Medical schools are working to help new physicians use electronic records and devices in their practices without losing their personal touch with patients, FierceHealthIT reported earlier this week. An increasingly popular alternative to the juggling act, however, particularly among more seasoned physicians, is to get back to focusing exclusively on the patient by leaving EMR completion up to a scribe.
While FiercePracticeManagement previously shared reports on the cost-benefit for facilities using scribes, a recently completed pilot program in Northern California quantifies scribes' impact on patients, HealthyCal.org reported. In particular, the four-month study involving six community clinics revealed that 36 percent of patients said they were "more satisfied" with their office visit.
"They're so happy the doctor can look at them while the scribe can type," Ann Murphy, who supervises Shasta Community Health Center's scribe project, told HealthyCal.
In addition, nine out of 10 patients participating in the project said they were not concerned about another person being in the room during their medical visits. The most common circumstance a scribe is asked to leave, the article noted, is during a well-woman exam. However, physicians and scribes reported that the presence of scribes can not only help keep physicians calm during emotionally charged encounters, but it also lead patients to share more personal or sensitive information with their physicians.
While some physicians resist giving up control of their records to scribes, others welcome the help with open arms. "Having a scribe is the difference between feeling hopeless and overwhelmed and feeling like it's a doable job and very satisfying," one physician told HealthyCal.
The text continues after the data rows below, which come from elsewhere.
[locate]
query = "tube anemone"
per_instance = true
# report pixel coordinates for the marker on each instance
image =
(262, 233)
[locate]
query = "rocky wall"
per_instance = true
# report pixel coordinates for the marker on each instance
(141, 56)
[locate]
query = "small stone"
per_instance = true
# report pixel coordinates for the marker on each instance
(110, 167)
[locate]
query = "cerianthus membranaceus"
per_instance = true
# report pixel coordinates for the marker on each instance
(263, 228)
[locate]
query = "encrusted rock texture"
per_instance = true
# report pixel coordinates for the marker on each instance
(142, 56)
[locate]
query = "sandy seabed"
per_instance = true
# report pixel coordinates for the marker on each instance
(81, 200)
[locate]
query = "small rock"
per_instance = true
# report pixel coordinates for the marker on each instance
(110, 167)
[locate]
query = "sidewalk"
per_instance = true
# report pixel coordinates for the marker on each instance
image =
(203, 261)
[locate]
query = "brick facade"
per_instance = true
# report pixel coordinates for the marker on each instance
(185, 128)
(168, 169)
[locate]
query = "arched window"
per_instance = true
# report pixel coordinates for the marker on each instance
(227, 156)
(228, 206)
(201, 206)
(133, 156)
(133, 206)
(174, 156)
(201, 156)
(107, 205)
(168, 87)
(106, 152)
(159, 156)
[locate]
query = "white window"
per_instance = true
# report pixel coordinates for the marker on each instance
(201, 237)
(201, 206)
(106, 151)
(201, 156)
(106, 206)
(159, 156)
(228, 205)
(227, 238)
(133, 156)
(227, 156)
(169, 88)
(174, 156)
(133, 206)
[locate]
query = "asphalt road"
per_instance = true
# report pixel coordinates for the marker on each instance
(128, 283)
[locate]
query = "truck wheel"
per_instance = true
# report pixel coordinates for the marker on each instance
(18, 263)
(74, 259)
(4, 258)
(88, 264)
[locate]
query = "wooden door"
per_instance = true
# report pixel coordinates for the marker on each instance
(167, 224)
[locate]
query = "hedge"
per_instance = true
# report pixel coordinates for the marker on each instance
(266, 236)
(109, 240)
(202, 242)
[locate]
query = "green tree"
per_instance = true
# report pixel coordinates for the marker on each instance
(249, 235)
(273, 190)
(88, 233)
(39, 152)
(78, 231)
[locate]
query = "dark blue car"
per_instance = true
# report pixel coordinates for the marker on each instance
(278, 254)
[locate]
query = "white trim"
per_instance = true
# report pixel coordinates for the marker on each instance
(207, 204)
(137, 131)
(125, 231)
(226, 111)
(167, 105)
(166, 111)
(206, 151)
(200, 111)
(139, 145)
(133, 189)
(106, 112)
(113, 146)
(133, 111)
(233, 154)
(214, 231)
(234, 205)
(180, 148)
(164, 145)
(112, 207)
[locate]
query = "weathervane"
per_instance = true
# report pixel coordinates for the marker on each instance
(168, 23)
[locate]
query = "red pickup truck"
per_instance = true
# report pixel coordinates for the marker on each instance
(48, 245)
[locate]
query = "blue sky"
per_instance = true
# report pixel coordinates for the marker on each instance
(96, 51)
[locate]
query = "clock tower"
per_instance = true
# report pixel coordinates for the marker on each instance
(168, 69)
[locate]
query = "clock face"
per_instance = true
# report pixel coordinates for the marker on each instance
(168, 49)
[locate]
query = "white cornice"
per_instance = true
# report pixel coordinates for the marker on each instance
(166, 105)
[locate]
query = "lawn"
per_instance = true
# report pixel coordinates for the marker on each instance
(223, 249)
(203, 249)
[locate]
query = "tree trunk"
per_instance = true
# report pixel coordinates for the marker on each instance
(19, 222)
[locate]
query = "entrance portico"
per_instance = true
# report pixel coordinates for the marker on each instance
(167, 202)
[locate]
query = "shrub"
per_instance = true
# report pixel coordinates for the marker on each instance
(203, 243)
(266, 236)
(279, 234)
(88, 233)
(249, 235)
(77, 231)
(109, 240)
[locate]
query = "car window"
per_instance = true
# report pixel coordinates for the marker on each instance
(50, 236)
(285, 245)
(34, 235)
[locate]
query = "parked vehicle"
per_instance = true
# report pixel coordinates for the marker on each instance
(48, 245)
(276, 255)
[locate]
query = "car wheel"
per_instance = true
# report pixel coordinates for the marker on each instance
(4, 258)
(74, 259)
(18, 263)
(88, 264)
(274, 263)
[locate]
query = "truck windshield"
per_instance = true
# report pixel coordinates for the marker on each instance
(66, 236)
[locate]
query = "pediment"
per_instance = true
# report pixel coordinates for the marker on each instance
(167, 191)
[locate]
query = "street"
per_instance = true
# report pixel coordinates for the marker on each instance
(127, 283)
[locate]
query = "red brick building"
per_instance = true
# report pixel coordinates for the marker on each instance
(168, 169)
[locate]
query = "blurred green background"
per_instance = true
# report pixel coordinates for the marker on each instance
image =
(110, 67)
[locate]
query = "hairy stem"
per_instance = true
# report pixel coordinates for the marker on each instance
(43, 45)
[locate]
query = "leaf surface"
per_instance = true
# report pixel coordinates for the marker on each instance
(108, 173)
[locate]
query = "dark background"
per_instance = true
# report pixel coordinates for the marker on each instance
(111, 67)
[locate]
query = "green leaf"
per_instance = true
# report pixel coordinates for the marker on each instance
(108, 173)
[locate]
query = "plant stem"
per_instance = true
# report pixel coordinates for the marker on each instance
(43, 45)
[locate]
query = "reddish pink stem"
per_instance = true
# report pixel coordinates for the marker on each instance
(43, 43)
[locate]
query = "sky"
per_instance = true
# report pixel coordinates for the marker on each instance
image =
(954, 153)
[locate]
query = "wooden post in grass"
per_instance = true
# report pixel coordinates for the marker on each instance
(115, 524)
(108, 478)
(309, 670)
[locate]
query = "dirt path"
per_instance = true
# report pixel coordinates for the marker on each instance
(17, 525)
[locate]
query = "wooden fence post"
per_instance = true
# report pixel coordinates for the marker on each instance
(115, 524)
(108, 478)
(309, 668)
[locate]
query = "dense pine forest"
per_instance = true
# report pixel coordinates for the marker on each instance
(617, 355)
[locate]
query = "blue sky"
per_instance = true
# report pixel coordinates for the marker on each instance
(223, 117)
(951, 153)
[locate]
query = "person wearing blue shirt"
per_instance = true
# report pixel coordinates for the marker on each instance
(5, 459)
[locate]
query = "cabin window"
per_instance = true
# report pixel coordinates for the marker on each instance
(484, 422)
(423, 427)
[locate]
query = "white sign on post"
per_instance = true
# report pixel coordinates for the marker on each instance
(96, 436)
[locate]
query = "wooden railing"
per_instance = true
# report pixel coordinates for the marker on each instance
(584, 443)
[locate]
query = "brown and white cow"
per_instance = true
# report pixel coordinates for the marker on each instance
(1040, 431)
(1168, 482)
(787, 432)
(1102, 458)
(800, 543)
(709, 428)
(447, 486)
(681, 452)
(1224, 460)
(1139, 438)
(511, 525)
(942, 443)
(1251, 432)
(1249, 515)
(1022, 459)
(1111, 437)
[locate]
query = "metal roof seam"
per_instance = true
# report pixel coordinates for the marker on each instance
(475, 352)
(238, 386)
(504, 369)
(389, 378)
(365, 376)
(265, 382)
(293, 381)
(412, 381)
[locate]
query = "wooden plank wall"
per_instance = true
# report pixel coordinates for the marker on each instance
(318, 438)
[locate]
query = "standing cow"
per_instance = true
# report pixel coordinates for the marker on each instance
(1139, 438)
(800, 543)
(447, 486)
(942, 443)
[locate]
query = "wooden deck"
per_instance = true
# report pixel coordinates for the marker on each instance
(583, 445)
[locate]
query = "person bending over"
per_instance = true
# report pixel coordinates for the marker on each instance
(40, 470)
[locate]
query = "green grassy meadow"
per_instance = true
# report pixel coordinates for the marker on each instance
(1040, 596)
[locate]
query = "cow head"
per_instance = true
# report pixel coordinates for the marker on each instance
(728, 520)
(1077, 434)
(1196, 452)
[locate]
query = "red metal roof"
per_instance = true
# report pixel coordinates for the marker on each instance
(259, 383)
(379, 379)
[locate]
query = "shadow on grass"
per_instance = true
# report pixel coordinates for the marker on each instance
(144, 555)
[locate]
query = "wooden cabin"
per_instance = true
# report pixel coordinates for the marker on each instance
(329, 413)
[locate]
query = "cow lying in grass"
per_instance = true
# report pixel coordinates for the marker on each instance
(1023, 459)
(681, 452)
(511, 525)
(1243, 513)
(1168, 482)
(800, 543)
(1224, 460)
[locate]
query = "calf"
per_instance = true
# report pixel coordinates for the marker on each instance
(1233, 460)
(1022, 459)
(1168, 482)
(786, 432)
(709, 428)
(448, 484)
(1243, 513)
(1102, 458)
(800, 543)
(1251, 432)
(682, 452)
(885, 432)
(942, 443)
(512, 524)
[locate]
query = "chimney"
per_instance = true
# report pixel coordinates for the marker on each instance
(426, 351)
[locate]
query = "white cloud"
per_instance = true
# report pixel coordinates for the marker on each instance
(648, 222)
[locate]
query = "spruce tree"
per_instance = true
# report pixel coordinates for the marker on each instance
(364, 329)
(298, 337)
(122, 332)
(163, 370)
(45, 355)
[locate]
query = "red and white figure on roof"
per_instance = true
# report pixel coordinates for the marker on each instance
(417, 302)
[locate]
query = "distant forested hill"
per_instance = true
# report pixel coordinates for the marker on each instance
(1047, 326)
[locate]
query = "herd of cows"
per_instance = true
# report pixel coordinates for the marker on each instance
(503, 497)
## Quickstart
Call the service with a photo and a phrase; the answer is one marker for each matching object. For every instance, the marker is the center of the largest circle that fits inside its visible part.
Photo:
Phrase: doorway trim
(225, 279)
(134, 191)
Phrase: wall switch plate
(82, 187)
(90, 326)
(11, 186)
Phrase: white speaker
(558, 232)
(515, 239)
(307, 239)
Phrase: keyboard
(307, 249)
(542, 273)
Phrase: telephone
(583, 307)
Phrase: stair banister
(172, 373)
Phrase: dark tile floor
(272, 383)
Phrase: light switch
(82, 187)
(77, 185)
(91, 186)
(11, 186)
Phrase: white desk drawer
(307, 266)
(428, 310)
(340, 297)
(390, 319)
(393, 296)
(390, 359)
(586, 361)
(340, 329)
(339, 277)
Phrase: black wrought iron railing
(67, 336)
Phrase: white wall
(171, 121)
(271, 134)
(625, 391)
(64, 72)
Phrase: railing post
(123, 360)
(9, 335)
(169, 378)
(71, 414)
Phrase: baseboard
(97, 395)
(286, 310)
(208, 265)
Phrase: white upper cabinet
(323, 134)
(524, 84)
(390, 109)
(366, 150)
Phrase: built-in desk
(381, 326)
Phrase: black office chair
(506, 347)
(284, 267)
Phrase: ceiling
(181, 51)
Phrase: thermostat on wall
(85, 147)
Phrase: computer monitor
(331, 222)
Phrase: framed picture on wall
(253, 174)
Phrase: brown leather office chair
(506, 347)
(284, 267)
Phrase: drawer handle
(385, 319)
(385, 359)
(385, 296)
Although scribes earn about $8 to $12 an hour, the work can be appealing to medical students looking for real-world exposure to the daily life as a physician. And at least one school, Saginaw Valley State University in Michigan, has teamed up with local healthcare providers to offer pre-med students credits for working as scribes, or "physician facilitators," as such real-time transcriptionists are sometimes called, the Midland Daily News reported.
"Being a scribe is more than volunteering or a job shadow," Kristina Brookshire, a lead physician facilitator, told the newspaper. Such exposure, the article noted, can help students decide if medicine is right for them before committing to medical school.